The premise of the Bill is that the current law of clinical negligence is a significant obstacle to responsible medical innovation. Lord Saatchi came to this view because he believed that negligence law mandates adherence by doctors to a standard treatment even when that treatment is known to fail. This extraordinary misunderstanding of the law gave rise to the Bill.
If the Saatchi Bill team has truly listened to doctors, researchers, lawyers and patients, it would know by now that the fundamental basis of the Bill is flawed.
The first people who would report that clinical negligence law is an obstacle to innovation would be doctors and those who represent doctors in litigation. The Medical Protection Society and the Medical Defence Union have said in clear terms that they do not believe that doctors are prevented from innovating by reason of clinical negligence law. The British Medical Association and the Academy of Royal Medical Colleges concur. The NHS Litigation Authority and the Medical Research Council do not support the Bill.
What of the experience of patients? I have not yet seen one convincing example of a patient from whom innovative treatment has been withheld because the doctor feared being sued. There have been examples cited where the NHS would not fund the treatment or the Doctor has said he would be subject to disciplinary proceedings if he gave the treatment, but those are irrelevant to this Bill.
In any event, if a doctor told a patient that he/she would not give a certain treatment because the patient might sue them, that would suggest that the doctor thought that the treatment would not be of any benefit and might well harm the patient. A patient could not sue a doctor for giving beneficial treatment nor for giving innovative treatment where there were no other viable treatment options, there were grounds for believing that the innovative treatment might help, and the patient had fully consented to the risks. The Patients Association and AvMA have both opposed the Medical Innovation Bill as have several charitable groups such as the British Heart Foundation, the Motor Neurone Disease Association and Parkinsons UK.
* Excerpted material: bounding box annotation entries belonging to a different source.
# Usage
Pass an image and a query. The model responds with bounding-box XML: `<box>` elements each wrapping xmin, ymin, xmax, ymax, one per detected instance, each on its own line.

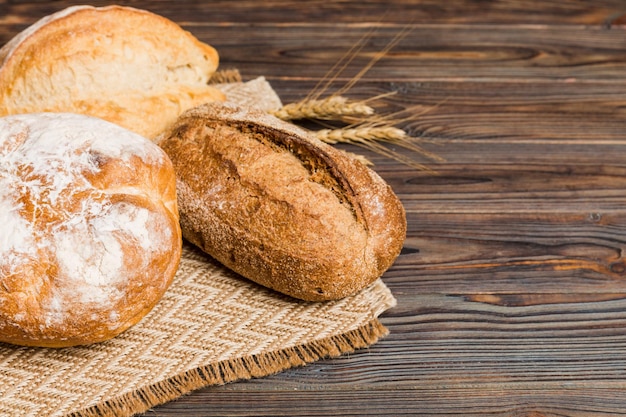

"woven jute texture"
<box><xmin>0</xmin><ymin>79</ymin><xmax>396</xmax><ymax>417</ymax></box>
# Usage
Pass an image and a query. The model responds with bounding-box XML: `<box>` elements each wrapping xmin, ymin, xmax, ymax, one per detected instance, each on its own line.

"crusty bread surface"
<box><xmin>0</xmin><ymin>113</ymin><xmax>182</xmax><ymax>347</ymax></box>
<box><xmin>0</xmin><ymin>6</ymin><xmax>224</xmax><ymax>139</ymax></box>
<box><xmin>156</xmin><ymin>103</ymin><xmax>406</xmax><ymax>301</ymax></box>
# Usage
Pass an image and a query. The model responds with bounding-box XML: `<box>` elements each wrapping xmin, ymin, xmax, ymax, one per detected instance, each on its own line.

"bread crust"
<box><xmin>157</xmin><ymin>103</ymin><xmax>406</xmax><ymax>301</ymax></box>
<box><xmin>0</xmin><ymin>6</ymin><xmax>224</xmax><ymax>138</ymax></box>
<box><xmin>0</xmin><ymin>114</ymin><xmax>182</xmax><ymax>347</ymax></box>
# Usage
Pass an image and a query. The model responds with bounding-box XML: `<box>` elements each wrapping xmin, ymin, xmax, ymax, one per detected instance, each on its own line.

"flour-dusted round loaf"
<box><xmin>156</xmin><ymin>103</ymin><xmax>406</xmax><ymax>301</ymax></box>
<box><xmin>0</xmin><ymin>113</ymin><xmax>182</xmax><ymax>347</ymax></box>
<box><xmin>0</xmin><ymin>6</ymin><xmax>224</xmax><ymax>138</ymax></box>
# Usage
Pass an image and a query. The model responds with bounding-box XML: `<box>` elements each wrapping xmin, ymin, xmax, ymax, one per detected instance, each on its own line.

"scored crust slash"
<box><xmin>157</xmin><ymin>103</ymin><xmax>406</xmax><ymax>300</ymax></box>
<box><xmin>0</xmin><ymin>6</ymin><xmax>406</xmax><ymax>346</ymax></box>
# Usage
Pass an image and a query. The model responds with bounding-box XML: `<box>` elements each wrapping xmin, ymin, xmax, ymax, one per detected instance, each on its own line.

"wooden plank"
<box><xmin>149</xmin><ymin>292</ymin><xmax>626</xmax><ymax>416</ymax></box>
<box><xmin>0</xmin><ymin>0</ymin><xmax>625</xmax><ymax>25</ymax></box>
<box><xmin>194</xmin><ymin>24</ymin><xmax>626</xmax><ymax>84</ymax></box>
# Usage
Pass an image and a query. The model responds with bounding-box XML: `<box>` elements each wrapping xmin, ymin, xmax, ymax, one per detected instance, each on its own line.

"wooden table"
<box><xmin>0</xmin><ymin>0</ymin><xmax>626</xmax><ymax>417</ymax></box>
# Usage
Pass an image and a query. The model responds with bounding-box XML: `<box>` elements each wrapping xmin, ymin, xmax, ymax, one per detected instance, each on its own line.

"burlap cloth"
<box><xmin>0</xmin><ymin>78</ymin><xmax>396</xmax><ymax>417</ymax></box>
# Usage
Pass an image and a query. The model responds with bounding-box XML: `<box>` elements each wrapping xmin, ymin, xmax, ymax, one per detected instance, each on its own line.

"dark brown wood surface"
<box><xmin>0</xmin><ymin>0</ymin><xmax>626</xmax><ymax>417</ymax></box>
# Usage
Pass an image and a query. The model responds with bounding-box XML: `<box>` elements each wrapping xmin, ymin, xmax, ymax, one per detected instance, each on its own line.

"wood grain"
<box><xmin>0</xmin><ymin>0</ymin><xmax>626</xmax><ymax>417</ymax></box>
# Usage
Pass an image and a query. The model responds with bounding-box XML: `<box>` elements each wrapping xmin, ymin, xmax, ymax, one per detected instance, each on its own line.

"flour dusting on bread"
<box><xmin>0</xmin><ymin>113</ymin><xmax>181</xmax><ymax>345</ymax></box>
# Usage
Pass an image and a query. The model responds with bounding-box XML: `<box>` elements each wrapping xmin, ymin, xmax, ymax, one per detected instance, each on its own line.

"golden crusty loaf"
<box><xmin>156</xmin><ymin>103</ymin><xmax>406</xmax><ymax>301</ymax></box>
<box><xmin>0</xmin><ymin>113</ymin><xmax>182</xmax><ymax>347</ymax></box>
<box><xmin>0</xmin><ymin>6</ymin><xmax>224</xmax><ymax>138</ymax></box>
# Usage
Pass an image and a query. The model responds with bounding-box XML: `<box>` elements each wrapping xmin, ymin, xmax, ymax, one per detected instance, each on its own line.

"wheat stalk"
<box><xmin>274</xmin><ymin>96</ymin><xmax>374</xmax><ymax>120</ymax></box>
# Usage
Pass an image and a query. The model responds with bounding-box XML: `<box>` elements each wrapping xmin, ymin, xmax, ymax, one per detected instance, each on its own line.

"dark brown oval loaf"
<box><xmin>157</xmin><ymin>103</ymin><xmax>406</xmax><ymax>301</ymax></box>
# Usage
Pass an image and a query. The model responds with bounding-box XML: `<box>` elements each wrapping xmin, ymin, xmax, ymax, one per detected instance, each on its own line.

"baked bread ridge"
<box><xmin>0</xmin><ymin>113</ymin><xmax>182</xmax><ymax>347</ymax></box>
<box><xmin>156</xmin><ymin>103</ymin><xmax>406</xmax><ymax>301</ymax></box>
<box><xmin>0</xmin><ymin>5</ymin><xmax>225</xmax><ymax>138</ymax></box>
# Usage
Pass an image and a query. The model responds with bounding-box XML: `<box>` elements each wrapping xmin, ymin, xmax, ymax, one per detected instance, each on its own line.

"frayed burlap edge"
<box><xmin>66</xmin><ymin>319</ymin><xmax>389</xmax><ymax>417</ymax></box>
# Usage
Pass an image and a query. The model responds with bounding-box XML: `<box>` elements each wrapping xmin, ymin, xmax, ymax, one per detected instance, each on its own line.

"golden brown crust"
<box><xmin>0</xmin><ymin>6</ymin><xmax>224</xmax><ymax>138</ymax></box>
<box><xmin>157</xmin><ymin>103</ymin><xmax>406</xmax><ymax>301</ymax></box>
<box><xmin>0</xmin><ymin>114</ymin><xmax>182</xmax><ymax>347</ymax></box>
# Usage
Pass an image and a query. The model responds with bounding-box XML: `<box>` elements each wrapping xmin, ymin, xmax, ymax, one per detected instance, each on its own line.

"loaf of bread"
<box><xmin>0</xmin><ymin>113</ymin><xmax>182</xmax><ymax>347</ymax></box>
<box><xmin>0</xmin><ymin>6</ymin><xmax>224</xmax><ymax>138</ymax></box>
<box><xmin>156</xmin><ymin>103</ymin><xmax>406</xmax><ymax>301</ymax></box>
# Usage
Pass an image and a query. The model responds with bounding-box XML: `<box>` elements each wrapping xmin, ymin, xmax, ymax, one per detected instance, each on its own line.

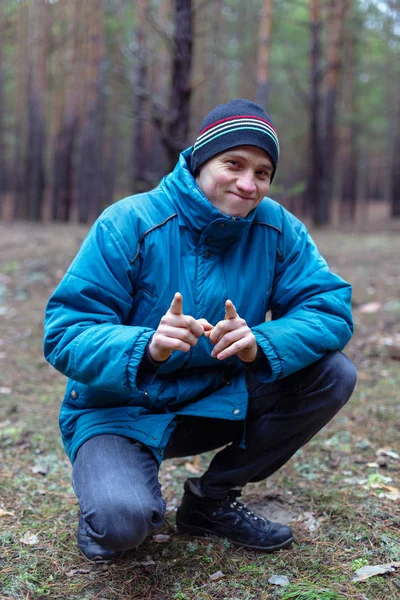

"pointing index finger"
<box><xmin>169</xmin><ymin>292</ymin><xmax>183</xmax><ymax>315</ymax></box>
<box><xmin>225</xmin><ymin>300</ymin><xmax>238</xmax><ymax>319</ymax></box>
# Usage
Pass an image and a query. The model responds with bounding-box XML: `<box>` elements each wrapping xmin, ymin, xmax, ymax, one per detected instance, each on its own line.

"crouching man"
<box><xmin>44</xmin><ymin>100</ymin><xmax>356</xmax><ymax>562</ymax></box>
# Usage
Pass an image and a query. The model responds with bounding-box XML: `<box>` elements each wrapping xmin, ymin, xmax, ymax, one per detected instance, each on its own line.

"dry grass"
<box><xmin>0</xmin><ymin>224</ymin><xmax>400</xmax><ymax>600</ymax></box>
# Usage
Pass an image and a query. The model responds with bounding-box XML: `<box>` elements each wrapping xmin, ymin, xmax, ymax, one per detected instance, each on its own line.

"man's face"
<box><xmin>196</xmin><ymin>146</ymin><xmax>274</xmax><ymax>217</ymax></box>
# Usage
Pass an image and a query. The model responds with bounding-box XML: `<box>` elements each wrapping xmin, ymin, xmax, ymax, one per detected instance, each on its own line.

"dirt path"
<box><xmin>0</xmin><ymin>224</ymin><xmax>400</xmax><ymax>600</ymax></box>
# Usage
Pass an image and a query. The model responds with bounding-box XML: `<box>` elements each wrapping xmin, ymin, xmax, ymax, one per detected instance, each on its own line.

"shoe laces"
<box><xmin>228</xmin><ymin>490</ymin><xmax>266</xmax><ymax>523</ymax></box>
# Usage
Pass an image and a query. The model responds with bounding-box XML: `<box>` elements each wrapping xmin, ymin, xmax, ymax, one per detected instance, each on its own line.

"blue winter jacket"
<box><xmin>44</xmin><ymin>149</ymin><xmax>352</xmax><ymax>461</ymax></box>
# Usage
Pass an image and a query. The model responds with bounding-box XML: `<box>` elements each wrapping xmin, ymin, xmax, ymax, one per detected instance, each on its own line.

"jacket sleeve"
<box><xmin>44</xmin><ymin>217</ymin><xmax>154</xmax><ymax>394</ymax></box>
<box><xmin>252</xmin><ymin>211</ymin><xmax>353</xmax><ymax>381</ymax></box>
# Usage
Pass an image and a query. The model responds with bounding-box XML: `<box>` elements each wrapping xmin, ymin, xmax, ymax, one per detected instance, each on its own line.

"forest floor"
<box><xmin>0</xmin><ymin>224</ymin><xmax>400</xmax><ymax>600</ymax></box>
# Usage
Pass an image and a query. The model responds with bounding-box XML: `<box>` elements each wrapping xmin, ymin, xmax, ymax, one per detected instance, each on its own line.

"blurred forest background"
<box><xmin>0</xmin><ymin>0</ymin><xmax>400</xmax><ymax>225</ymax></box>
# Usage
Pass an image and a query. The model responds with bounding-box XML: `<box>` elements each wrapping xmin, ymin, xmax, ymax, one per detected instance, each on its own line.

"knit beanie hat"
<box><xmin>191</xmin><ymin>99</ymin><xmax>279</xmax><ymax>181</ymax></box>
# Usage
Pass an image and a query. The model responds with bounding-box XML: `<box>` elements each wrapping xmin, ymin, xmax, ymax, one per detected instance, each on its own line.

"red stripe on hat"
<box><xmin>198</xmin><ymin>115</ymin><xmax>278</xmax><ymax>137</ymax></box>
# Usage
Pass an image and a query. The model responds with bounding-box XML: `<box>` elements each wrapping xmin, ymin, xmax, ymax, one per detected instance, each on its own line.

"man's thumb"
<box><xmin>169</xmin><ymin>292</ymin><xmax>183</xmax><ymax>315</ymax></box>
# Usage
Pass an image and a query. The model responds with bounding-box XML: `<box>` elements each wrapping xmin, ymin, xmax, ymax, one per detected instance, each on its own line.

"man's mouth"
<box><xmin>230</xmin><ymin>192</ymin><xmax>254</xmax><ymax>202</ymax></box>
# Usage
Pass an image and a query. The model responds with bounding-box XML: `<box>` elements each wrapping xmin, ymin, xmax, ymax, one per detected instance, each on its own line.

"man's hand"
<box><xmin>149</xmin><ymin>292</ymin><xmax>212</xmax><ymax>361</ymax></box>
<box><xmin>206</xmin><ymin>300</ymin><xmax>257</xmax><ymax>362</ymax></box>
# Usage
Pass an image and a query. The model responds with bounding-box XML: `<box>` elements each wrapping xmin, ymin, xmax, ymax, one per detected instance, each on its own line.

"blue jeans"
<box><xmin>73</xmin><ymin>352</ymin><xmax>357</xmax><ymax>550</ymax></box>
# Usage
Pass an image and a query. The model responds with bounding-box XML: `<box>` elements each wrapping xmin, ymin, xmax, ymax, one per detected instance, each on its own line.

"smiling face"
<box><xmin>196</xmin><ymin>146</ymin><xmax>274</xmax><ymax>217</ymax></box>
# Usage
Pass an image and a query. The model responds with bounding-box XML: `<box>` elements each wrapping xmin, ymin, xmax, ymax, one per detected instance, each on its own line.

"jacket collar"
<box><xmin>160</xmin><ymin>147</ymin><xmax>257</xmax><ymax>250</ymax></box>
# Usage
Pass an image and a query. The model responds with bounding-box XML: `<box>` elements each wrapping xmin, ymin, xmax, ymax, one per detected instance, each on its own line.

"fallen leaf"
<box><xmin>376</xmin><ymin>448</ymin><xmax>400</xmax><ymax>460</ymax></box>
<box><xmin>358</xmin><ymin>302</ymin><xmax>382</xmax><ymax>314</ymax></box>
<box><xmin>153</xmin><ymin>533</ymin><xmax>171</xmax><ymax>544</ymax></box>
<box><xmin>139</xmin><ymin>556</ymin><xmax>157</xmax><ymax>567</ymax></box>
<box><xmin>30</xmin><ymin>465</ymin><xmax>47</xmax><ymax>475</ymax></box>
<box><xmin>66</xmin><ymin>569</ymin><xmax>90</xmax><ymax>577</ymax></box>
<box><xmin>185</xmin><ymin>461</ymin><xmax>201</xmax><ymax>473</ymax></box>
<box><xmin>296</xmin><ymin>512</ymin><xmax>328</xmax><ymax>533</ymax></box>
<box><xmin>268</xmin><ymin>575</ymin><xmax>290</xmax><ymax>585</ymax></box>
<box><xmin>353</xmin><ymin>562</ymin><xmax>400</xmax><ymax>581</ymax></box>
<box><xmin>19</xmin><ymin>531</ymin><xmax>39</xmax><ymax>546</ymax></box>
<box><xmin>210</xmin><ymin>571</ymin><xmax>225</xmax><ymax>581</ymax></box>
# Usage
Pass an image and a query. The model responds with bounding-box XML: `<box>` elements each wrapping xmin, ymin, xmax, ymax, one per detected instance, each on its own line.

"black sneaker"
<box><xmin>176</xmin><ymin>478</ymin><xmax>293</xmax><ymax>552</ymax></box>
<box><xmin>77</xmin><ymin>516</ymin><xmax>122</xmax><ymax>565</ymax></box>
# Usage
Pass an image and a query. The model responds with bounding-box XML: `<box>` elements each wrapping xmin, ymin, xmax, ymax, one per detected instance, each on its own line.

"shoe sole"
<box><xmin>176</xmin><ymin>520</ymin><xmax>294</xmax><ymax>552</ymax></box>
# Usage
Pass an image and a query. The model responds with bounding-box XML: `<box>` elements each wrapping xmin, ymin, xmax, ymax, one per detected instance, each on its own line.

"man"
<box><xmin>45</xmin><ymin>100</ymin><xmax>356</xmax><ymax>561</ymax></box>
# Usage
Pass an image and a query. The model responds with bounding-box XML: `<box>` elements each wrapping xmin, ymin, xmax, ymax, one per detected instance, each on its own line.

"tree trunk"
<box><xmin>340</xmin><ymin>21</ymin><xmax>358</xmax><ymax>222</ymax></box>
<box><xmin>256</xmin><ymin>0</ymin><xmax>273</xmax><ymax>108</ymax></box>
<box><xmin>0</xmin><ymin>0</ymin><xmax>8</xmax><ymax>219</ymax></box>
<box><xmin>77</xmin><ymin>0</ymin><xmax>104</xmax><ymax>223</ymax></box>
<box><xmin>132</xmin><ymin>0</ymin><xmax>148</xmax><ymax>194</ymax></box>
<box><xmin>26</xmin><ymin>0</ymin><xmax>49</xmax><ymax>221</ymax></box>
<box><xmin>387</xmin><ymin>2</ymin><xmax>400</xmax><ymax>217</ymax></box>
<box><xmin>303</xmin><ymin>0</ymin><xmax>322</xmax><ymax>221</ymax></box>
<box><xmin>163</xmin><ymin>0</ymin><xmax>193</xmax><ymax>169</ymax></box>
<box><xmin>12</xmin><ymin>3</ymin><xmax>28</xmax><ymax>219</ymax></box>
<box><xmin>314</xmin><ymin>0</ymin><xmax>348</xmax><ymax>225</ymax></box>
<box><xmin>52</xmin><ymin>0</ymin><xmax>81</xmax><ymax>221</ymax></box>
If there are deficiencies in medical innovation, they are not due to the current law of clinical negligence. The Bill has nothing to say about funding of research, resources for new treatments within the NHS, the regulation of new treatments or professional regulation of doctors.
If peers and MPs are willing to listen to the many doctors’, researchers’ and patients’ bodies that have spoken out against this Bill, then they will ensure it does not become law. Perhaps there could then be a more sensible look at the true impediments to medical innovation.
It is now clear that Lord Saatchi has made the wrong diagnosis. It is time for parliament to call a halt to this Bill.